A recent decision by the National Labor Relations Board in a case involving Electrolux Home Products correctly recognizes that even if an employer lied about why it fired someone, that does not necessarily mean that it fired the person because of anti-union animus in violation of the National Labor Relations Act. The dissent, by contrast, mistakenly contends that an employer violates the NLRA per se merely by lying about its reason for taking the action.
To be sure, evidence that an employer lied about why it fired an employee is some evidence that the employee was fired because of anti-union animus. But as the majority noted: "It is possible that the true reason might be a characteristic protected under another statute (such as the employee's race, gender, religion, or disability), or it could be some other factor unprotected by the Act or any other law, which would be a permissible basis for action under the at-will employment doctrine." Thus, it is not enough to merely show that an employee was not fired for the reason asserted by the employer; rather, the evidence must also show that the employee was fired for a reason prohibited by the NLRA.

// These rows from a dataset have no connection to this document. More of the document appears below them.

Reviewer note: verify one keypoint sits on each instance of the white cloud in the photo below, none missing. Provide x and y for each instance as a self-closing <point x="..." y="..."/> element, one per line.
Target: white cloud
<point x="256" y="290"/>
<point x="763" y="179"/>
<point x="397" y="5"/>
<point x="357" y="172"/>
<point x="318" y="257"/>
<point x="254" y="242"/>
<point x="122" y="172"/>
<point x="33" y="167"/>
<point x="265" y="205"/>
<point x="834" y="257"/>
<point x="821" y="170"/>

In this case, there was evidence that the charging party was told to "shut up" by a manager at a meeting that the employer held seven months before the charging party's termination, to make its case against unionization. In the majority's view, this statement, while rude, was insufficient to establish a violation, even when combined with the pretext evidence. Reasonable minds might disagree with how the majority weighed this evidence, but at bottom, the majority correctly explained the limits of pretext evidence.
This blog reflects the views solely of its author. It is not intended, and should not be regarded, as legal advice on how to analyze any particular set of facts.